フードなどを取り扱い始めるなど多角化も進めているが、フェリシモの取扱商品はファッション中心。服のサイズだけ指定して、色やデザインがどんなものかは、届くまでのお楽しみとなる。
同社eビジネス部 部長の島氏は、コレクション形式について、次のように分析している。
「通常のお買物とは違って、何が届くのかを楽しんでいただくお買物の形態だと考えています。シリーズは選べますけど、どんな物が次に届くのかは分かりません。誰かから贈り物をもらうような気持ちになれると評価いただいております。普段お店で手に取らないアイテムが届いたとしても、意外と気に入ってもらえ、新しい自分を発見できると喜んでいただける方もおります。

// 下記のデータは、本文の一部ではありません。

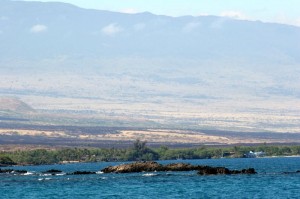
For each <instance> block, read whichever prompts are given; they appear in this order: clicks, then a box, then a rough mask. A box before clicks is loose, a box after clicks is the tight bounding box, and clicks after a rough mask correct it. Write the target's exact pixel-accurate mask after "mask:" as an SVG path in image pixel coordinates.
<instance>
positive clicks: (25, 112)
mask: <svg viewBox="0 0 300 199" xmlns="http://www.w3.org/2000/svg"><path fill="white" fill-rule="evenodd" d="M0 111H12V112H17V113H29V112H34V109H33V108H32V107H30V106H29V105H28V104H26V103H24V102H23V101H21V100H19V99H17V98H13V97H0Z"/></svg>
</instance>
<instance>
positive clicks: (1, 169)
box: [0, 169, 27, 174]
mask: <svg viewBox="0 0 300 199" xmlns="http://www.w3.org/2000/svg"><path fill="white" fill-rule="evenodd" d="M0 173H16V174H24V173H27V171H26V170H13V169H0Z"/></svg>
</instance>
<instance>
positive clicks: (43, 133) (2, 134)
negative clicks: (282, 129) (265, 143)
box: [0, 129, 299, 144]
mask: <svg viewBox="0 0 300 199" xmlns="http://www.w3.org/2000/svg"><path fill="white" fill-rule="evenodd" d="M1 135H11V136H18V135H20V136H44V137H48V138H74V139H78V140H82V141H85V140H94V141H95V140H99V141H133V140H136V139H140V140H145V141H148V142H155V143H177V144H178V143H182V144H189V143H190V144H195V143H196V144H239V143H249V144H258V143H291V142H295V140H290V139H280V140H279V139H277V140H274V139H258V138H247V139H243V138H242V136H241V137H234V138H233V137H228V136H226V135H224V136H214V135H207V134H204V133H199V132H194V131H185V130H160V129H148V130H123V131H119V132H118V133H107V134H103V133H102V134H86V133H81V134H74V133H70V132H64V131H40V130H25V129H0V136H1ZM298 141H299V140H298ZM41 144H42V143H41ZM54 144H55V143H54Z"/></svg>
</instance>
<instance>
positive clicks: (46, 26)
mask: <svg viewBox="0 0 300 199" xmlns="http://www.w3.org/2000/svg"><path fill="white" fill-rule="evenodd" d="M47 30H48V27H47V26H45V25H43V24H37V25H34V26H32V27H31V28H30V32H32V33H41V32H46V31H47Z"/></svg>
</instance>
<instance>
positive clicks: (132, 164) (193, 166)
mask: <svg viewBox="0 0 300 199" xmlns="http://www.w3.org/2000/svg"><path fill="white" fill-rule="evenodd" d="M195 170H197V171H198V174H199V175H218V174H227V175H228V174H255V173H256V172H255V170H254V169H253V168H249V169H243V170H229V169H227V168H225V167H210V166H201V165H191V164H187V163H172V164H167V165H162V164H159V163H157V162H152V161H149V162H134V163H129V164H121V165H116V166H109V167H106V168H104V169H102V170H101V171H102V172H103V173H134V172H154V171H195Z"/></svg>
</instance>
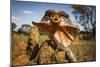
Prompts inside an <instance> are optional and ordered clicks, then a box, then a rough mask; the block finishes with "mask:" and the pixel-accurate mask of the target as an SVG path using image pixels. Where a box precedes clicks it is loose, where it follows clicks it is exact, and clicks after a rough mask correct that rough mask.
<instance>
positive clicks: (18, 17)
mask: <svg viewBox="0 0 100 67" xmlns="http://www.w3.org/2000/svg"><path fill="white" fill-rule="evenodd" d="M11 19H12V22H16V21H18V20H20V18H19V17H16V16H12V17H11Z"/></svg>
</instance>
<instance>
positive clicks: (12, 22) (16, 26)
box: [11, 22, 17, 31]
mask: <svg viewBox="0 0 100 67" xmlns="http://www.w3.org/2000/svg"><path fill="white" fill-rule="evenodd" d="M11 24H12V31H14V29H15V28H16V27H17V25H16V24H15V23H14V22H12V23H11Z"/></svg>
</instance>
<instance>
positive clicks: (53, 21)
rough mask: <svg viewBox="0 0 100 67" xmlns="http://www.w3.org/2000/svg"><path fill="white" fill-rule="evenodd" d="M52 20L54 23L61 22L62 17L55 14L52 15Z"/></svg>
mask: <svg viewBox="0 0 100 67" xmlns="http://www.w3.org/2000/svg"><path fill="white" fill-rule="evenodd" d="M51 20H52V21H53V22H60V20H61V19H60V15H59V14H58V13H54V14H52V15H51Z"/></svg>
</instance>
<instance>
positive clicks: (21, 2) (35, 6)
mask: <svg viewBox="0 0 100 67" xmlns="http://www.w3.org/2000/svg"><path fill="white" fill-rule="evenodd" d="M48 9H53V10H56V11H59V10H63V11H65V12H66V13H68V14H69V17H70V19H71V20H72V21H74V22H75V18H74V16H73V14H72V11H73V8H72V7H71V5H70V4H55V3H39V2H24V1H12V4H11V19H12V22H14V23H16V25H17V28H16V29H18V28H19V27H21V25H22V24H30V25H32V21H36V22H39V21H40V20H41V18H42V17H43V16H44V14H45V11H46V10H48ZM75 24H76V25H78V26H79V28H80V29H81V30H82V29H83V28H82V27H81V26H80V25H79V24H78V23H77V22H75Z"/></svg>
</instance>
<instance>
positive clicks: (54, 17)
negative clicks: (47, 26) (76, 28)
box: [42, 10, 69, 24]
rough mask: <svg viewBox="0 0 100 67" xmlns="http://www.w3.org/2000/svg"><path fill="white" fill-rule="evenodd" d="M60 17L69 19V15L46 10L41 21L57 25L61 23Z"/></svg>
mask: <svg viewBox="0 0 100 67" xmlns="http://www.w3.org/2000/svg"><path fill="white" fill-rule="evenodd" d="M62 16H64V17H66V18H69V15H68V14H67V13H65V12H64V11H58V12H56V11H54V10H47V11H46V12H45V15H44V17H43V18H42V20H45V21H48V20H50V23H53V24H59V23H60V22H61V17H62Z"/></svg>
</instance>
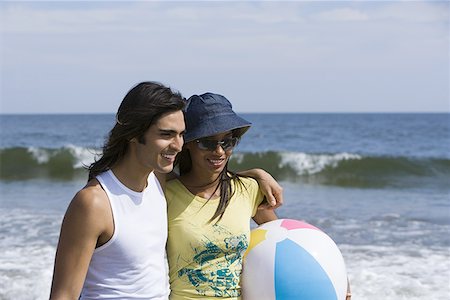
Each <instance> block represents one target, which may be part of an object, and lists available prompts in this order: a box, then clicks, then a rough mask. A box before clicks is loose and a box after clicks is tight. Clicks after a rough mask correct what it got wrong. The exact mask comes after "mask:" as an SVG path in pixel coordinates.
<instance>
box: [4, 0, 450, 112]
mask: <svg viewBox="0 0 450 300" xmlns="http://www.w3.org/2000/svg"><path fill="white" fill-rule="evenodd" d="M449 12H450V2H448V1H329V2H325V1H314V2H310V1H195V2H192V1H178V2H175V1H164V2H162V1H137V2H132V1H127V2H119V1H96V2H92V1H73V2H69V1H48V2H44V1H31V2H25V1H1V2H0V72H1V73H0V75H1V76H0V113H3V114H10V113H14V114H21V113H24V114H29V113H52V114H53V113H115V112H116V110H117V108H118V106H119V104H120V102H121V101H122V99H123V97H124V96H125V94H126V93H127V92H128V91H129V90H130V89H131V88H132V87H133V86H134V85H136V84H137V83H139V82H142V81H158V82H161V83H163V84H165V85H168V86H170V87H171V88H173V89H174V90H177V91H180V92H181V93H182V94H183V95H184V96H185V97H189V96H191V95H193V94H202V93H204V92H214V93H219V94H222V95H224V96H226V97H227V98H228V99H229V100H230V101H231V102H232V103H233V107H234V109H235V110H236V111H238V112H244V113H250V112H254V113H275V112H305V113H309V112H450V95H449V93H450V92H449V86H450V78H449V69H450V59H449V53H450V49H449V45H450V42H449V38H450V27H449V26H450V25H449V19H450V17H449Z"/></svg>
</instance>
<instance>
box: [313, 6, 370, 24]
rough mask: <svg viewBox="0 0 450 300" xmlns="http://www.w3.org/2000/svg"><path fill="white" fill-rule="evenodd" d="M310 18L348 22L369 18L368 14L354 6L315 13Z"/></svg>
mask: <svg viewBox="0 0 450 300" xmlns="http://www.w3.org/2000/svg"><path fill="white" fill-rule="evenodd" d="M311 19H312V20H315V21H338V22H349V21H367V20H369V16H368V14H366V13H364V12H362V11H360V10H357V9H354V8H338V9H333V10H328V11H323V12H320V13H318V14H316V15H313V16H312V17H311Z"/></svg>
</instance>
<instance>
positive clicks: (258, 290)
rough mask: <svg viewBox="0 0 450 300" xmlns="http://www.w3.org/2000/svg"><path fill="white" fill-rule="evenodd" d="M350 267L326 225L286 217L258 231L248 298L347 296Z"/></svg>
mask: <svg viewBox="0 0 450 300" xmlns="http://www.w3.org/2000/svg"><path fill="white" fill-rule="evenodd" d="M346 294H347V271H346V268H345V263H344V258H343V257H342V254H341V252H340V250H339V248H338V247H337V245H336V244H335V243H334V241H333V240H332V239H331V238H330V237H329V236H328V235H327V234H325V233H324V232H323V231H321V230H320V229H318V228H316V227H314V226H312V225H310V224H308V223H305V222H301V221H297V220H290V219H280V220H275V221H271V222H268V223H265V224H263V225H261V226H259V227H258V228H256V229H254V230H252V232H251V240H250V245H249V247H248V250H247V252H246V254H245V257H244V267H243V272H242V296H243V299H245V300H262V299H264V300H345V296H346Z"/></svg>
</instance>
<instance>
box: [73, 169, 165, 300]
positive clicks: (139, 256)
mask: <svg viewBox="0 0 450 300" xmlns="http://www.w3.org/2000/svg"><path fill="white" fill-rule="evenodd" d="M97 180H98V181H99V182H100V184H101V185H102V187H103V189H104V190H105V192H106V194H107V195H108V198H109V202H110V204H111V209H112V214H113V219H114V234H113V236H112V237H111V239H110V240H109V241H108V242H107V243H106V244H104V245H102V246H101V247H99V248H97V249H95V251H94V254H93V255H92V259H91V262H90V264H89V269H88V272H87V275H86V279H85V282H84V285H83V290H82V292H81V297H80V299H154V300H156V299H157V300H163V299H164V300H167V298H168V295H169V282H168V267H167V259H166V255H165V254H166V241H167V205H166V200H165V198H164V194H163V191H162V188H161V186H160V184H159V181H158V180H157V179H156V177H155V175H154V174H153V172H152V173H151V174H150V176H149V177H148V185H147V187H146V188H145V190H144V191H142V192H140V193H138V192H135V191H132V190H130V189H129V188H127V187H126V186H125V185H123V184H122V183H121V182H120V181H119V180H118V179H117V177H116V176H114V174H113V172H112V171H111V170H109V171H107V172H104V173H102V174H100V175H98V176H97Z"/></svg>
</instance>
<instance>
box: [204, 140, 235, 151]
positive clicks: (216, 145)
mask: <svg viewBox="0 0 450 300" xmlns="http://www.w3.org/2000/svg"><path fill="white" fill-rule="evenodd" d="M195 142H196V143H197V147H198V148H199V149H201V150H208V151H214V150H216V149H217V145H220V147H222V149H223V151H228V150H230V149H233V148H234V147H235V146H236V145H237V144H238V142H239V139H238V138H236V137H230V138H225V139H223V140H221V141H215V140H209V139H199V140H196V141H195Z"/></svg>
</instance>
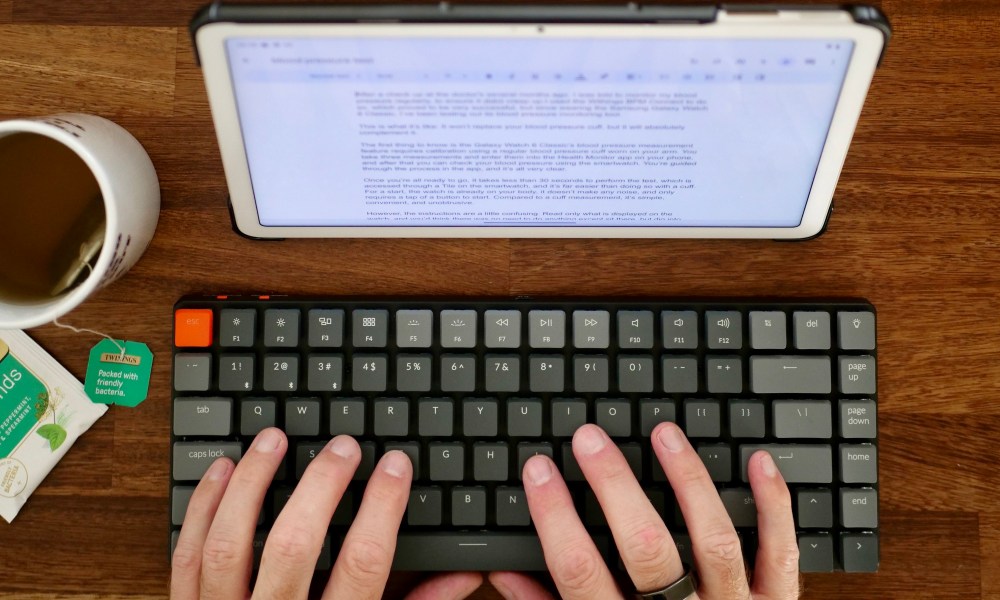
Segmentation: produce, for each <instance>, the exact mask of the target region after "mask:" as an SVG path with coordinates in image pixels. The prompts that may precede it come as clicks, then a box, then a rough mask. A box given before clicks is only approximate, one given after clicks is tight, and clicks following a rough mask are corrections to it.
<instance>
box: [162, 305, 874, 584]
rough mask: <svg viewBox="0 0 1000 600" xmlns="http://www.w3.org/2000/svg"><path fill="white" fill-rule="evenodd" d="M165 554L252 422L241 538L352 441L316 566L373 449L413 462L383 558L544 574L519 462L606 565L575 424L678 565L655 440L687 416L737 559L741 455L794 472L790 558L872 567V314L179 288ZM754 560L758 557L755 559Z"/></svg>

好きなシリーズを選んでいただければ、コンセプトに基づいて当社のプランナーが自信を持って色柄やデザインを変えてご提案をするという仕組みです」
製品はどれも自社企画のOEM生産。発注量をコントロールしやすく余計な在庫を抱えないため、単価を抑えて良質な製品を届けることができると島氏は胸を張る。
「お客様の間では『フェリシモさん』と“さん”付けで親しみを込めて呼んでいただけておりますし、コレクションすることを『フェリシモする』とも言っていただいています」
人によってはコレクション形式への好き嫌いはあるかもしれないが、現在の利用客数は150万世帯。“世帯”で見るのは、職場のグループや家族、友人同士での購入が多いため。実際は150万人以上に利用されている計算になる。利用者の9割は女性で30代が中心と、買い物に一家言持つ層からの支持を勝ち得ているようだ。